@KrysFR (.NET binding author) and I (NodeJS binding author) are both trying to figure out how clients should get an appropriate copy of fdb_c
. I think this is more widely relevant, so I’m bumping the conversation to a new topic.
Ideally, you should just be able to npm install --save foundationdb
in a node app (or equivalent in C#) and everything should just work. There shouldn’t be any other system-wide configuration to do, development libraries to install or anything else to worry about.
The question then is, how does the client get a copy of fdb_c
which knows how to talk to the version of foundationdb you’re running in production? Apparently despite emulated support for multiple API versions, the network protocol itself frequently changes. fdb_c
only knows how to talk to a specific version of the foundationdb cluster itself. When upgrading foundationdb in production you need to make multiple copies of the fdb_c
library available to the client, so it can try all of them.
One possibility would be to have the “core” binding available has a package versioned to follow the FoundationDB new APIs, and then have another “binary” package that redistributes some version of the fdb_c client, plus a dependency to the core binding package. But I’m not sure on what minimum/maximum version range should tie both packages together:
- You can use an older version of the core binding with a more recent fdb_c version (tied to the version of your cluster and for db bugfix)
- You can also use a newer version of the core biding (bugfixes, some changes related to the underlying node.js or .NET CLR version, etc…) and rely on
setAPIVersion(..)
to protect your app against unwanted behavior changes.One solution is of course to have both packages independent from each other, but this does seem a bit of a bummer to not have a single “end point” to have a fully working solution for local development that just works out of the box.
Yeah I’m not sure the best way to do this either. I thought about doing something like that - have two packages in the node package manager:
- A bundled copy of
fdb_c
- The javascript binding code, which depends on the fdb_c package.
The problem with that is that when you upgrade your foundationdb database cluster itself, you want your client application to have access to multiple copies of fdb_c
- one for the old version and one for the new version of foundationdb you’re deploying. And that means even if I bundled fdb_c
into a node package you’d actually want it to depend on multiple copies of that package in order to migrate your database - which is something npm doesn’t support. Npm also doesn’t support platform/architecture-specific downloads, so the package would have to either bundle copies of fdb_c for every supported platform, or download the library itself at runtime. .

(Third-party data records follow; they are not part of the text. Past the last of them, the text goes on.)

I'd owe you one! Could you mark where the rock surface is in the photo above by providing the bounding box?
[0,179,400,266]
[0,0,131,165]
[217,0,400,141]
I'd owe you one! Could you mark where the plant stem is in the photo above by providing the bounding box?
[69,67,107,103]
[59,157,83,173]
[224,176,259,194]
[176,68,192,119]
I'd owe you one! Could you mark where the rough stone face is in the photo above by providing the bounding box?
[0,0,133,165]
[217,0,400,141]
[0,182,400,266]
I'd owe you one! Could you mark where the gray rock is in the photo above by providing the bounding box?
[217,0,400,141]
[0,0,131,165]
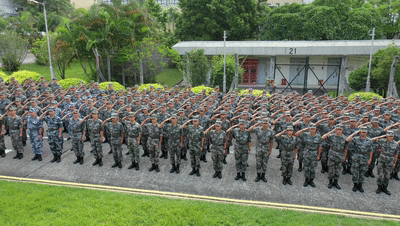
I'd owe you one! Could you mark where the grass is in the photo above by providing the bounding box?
[0,181,398,226]
[156,68,182,88]
[20,62,89,81]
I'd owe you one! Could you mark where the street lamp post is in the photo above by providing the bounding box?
[28,0,56,79]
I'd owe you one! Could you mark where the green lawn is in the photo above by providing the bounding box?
[20,62,89,81]
[0,181,398,226]
[156,68,183,88]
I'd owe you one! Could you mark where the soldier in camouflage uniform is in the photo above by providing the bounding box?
[374,130,399,195]
[102,113,125,169]
[82,108,104,166]
[322,125,347,189]
[275,126,299,185]
[248,118,274,182]
[226,119,251,181]
[295,123,322,187]
[62,110,86,165]
[22,108,44,161]
[1,107,24,159]
[346,127,373,193]
[160,115,183,173]
[122,112,140,170]
[181,116,204,177]
[39,107,64,163]
[139,114,163,172]
[204,120,227,179]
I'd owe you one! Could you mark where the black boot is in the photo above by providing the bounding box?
[261,173,268,183]
[111,161,118,168]
[213,171,218,178]
[352,183,358,192]
[308,179,315,188]
[169,164,176,173]
[298,161,303,172]
[303,178,308,187]
[393,172,400,180]
[358,183,364,193]
[235,173,241,180]
[369,169,375,178]
[328,179,333,189]
[333,180,342,190]
[128,162,136,169]
[31,154,39,161]
[92,158,100,166]
[382,186,391,195]
[286,177,292,185]
[189,168,196,176]
[149,164,156,172]
[375,185,382,194]
[73,156,81,164]
[13,153,20,161]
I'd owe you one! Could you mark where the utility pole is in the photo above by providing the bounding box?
[223,31,226,93]
[365,28,375,92]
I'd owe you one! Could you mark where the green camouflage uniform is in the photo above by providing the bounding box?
[208,130,226,172]
[350,137,373,184]
[232,128,251,173]
[252,127,274,173]
[186,125,204,170]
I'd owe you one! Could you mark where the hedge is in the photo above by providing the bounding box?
[349,92,383,101]
[58,78,87,89]
[139,83,164,91]
[239,89,271,97]
[99,82,125,91]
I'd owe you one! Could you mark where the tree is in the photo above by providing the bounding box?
[0,31,28,72]
[176,0,267,41]
[349,45,400,96]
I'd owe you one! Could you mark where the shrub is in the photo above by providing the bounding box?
[11,70,40,83]
[99,82,125,91]
[349,92,382,101]
[139,83,164,91]
[192,86,214,95]
[58,78,87,89]
[239,89,271,97]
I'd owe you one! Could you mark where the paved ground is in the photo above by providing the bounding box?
[0,132,400,214]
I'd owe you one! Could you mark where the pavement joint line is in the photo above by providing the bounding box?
[0,175,400,221]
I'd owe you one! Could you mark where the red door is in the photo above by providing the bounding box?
[242,59,258,84]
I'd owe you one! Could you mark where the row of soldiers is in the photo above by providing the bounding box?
[0,79,400,194]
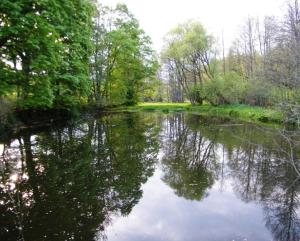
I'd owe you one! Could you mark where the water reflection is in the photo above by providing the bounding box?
[0,113,300,241]
[0,115,158,241]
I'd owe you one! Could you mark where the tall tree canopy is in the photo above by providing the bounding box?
[90,4,158,105]
[0,0,93,109]
[162,21,215,104]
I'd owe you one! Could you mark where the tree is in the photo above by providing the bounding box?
[90,4,158,105]
[162,21,216,104]
[0,0,93,109]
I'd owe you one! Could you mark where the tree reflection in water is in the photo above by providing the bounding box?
[0,113,300,241]
[0,115,159,241]
[162,114,300,241]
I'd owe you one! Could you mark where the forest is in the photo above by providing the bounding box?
[0,0,300,120]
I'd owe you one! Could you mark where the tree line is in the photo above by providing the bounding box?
[161,0,300,106]
[0,0,158,109]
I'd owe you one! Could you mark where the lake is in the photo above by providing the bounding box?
[0,112,300,241]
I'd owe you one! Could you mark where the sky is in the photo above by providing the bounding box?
[98,0,286,52]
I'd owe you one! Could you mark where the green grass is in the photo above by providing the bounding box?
[116,103,283,124]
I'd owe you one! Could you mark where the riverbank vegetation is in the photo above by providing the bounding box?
[117,103,284,124]
[0,0,300,122]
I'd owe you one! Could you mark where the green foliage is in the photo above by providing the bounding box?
[90,4,158,105]
[161,21,215,104]
[205,72,246,105]
[0,0,93,109]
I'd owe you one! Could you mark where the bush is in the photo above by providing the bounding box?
[205,72,246,105]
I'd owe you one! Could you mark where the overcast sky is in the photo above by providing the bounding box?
[98,0,286,52]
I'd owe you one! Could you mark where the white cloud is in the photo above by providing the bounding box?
[98,0,285,51]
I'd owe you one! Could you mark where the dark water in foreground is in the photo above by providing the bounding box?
[0,113,300,241]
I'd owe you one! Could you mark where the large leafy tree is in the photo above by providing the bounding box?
[162,21,216,104]
[90,4,158,105]
[0,0,93,109]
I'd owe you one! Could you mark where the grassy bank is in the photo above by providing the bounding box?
[118,103,283,124]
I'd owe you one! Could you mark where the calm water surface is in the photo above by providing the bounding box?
[0,113,300,241]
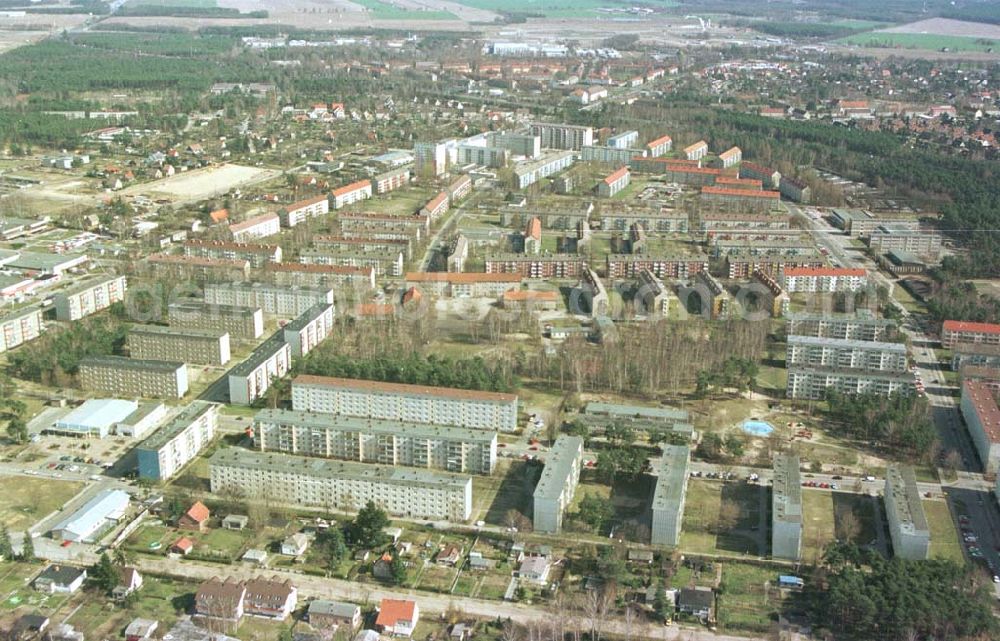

A different approach would be to just have a minimal fdb_c
-specific ‘package repository’ sitting somewhere that all the bindings use. At launch the client application connects to foundationdb, queries for the cluster version, then downloads & caches an appropriate copy of fdb_c
to connect. It uses a known, hardcoded https server address, ideally with pinned ssl keys & SHAs. The client could explicitly specify other versions (through environment variables or options) to preload fdb_c before the database is upgraded or for zero-downtime deployments.
For nodejs we could do the downloading in a postinstall
hook, so it happens when you run npm install
. If we did that users would need to add "fdb_preload_versions": [515, 517, 520]
to their package.json. Then we slurp down appropriate copies of fdb_c when all the other dependancies are downloaded. This would work great for dockerised builds.
Another idea would be to compile fdb_c
to webassembly / into a .NET managed DLL. Then we could distribute portable versions that worked across all operating systems, though it would still be deeply tied to the cluster version. (And in this case, language.) But it would make bundling it much easier.
Its a shame the network protocol is so incompatible, though I sort of see the justification. Does anyone have any other thoughts or ideas? I think I have a weak preference for the public fdb_c download repository at the moment, as messy as it would be.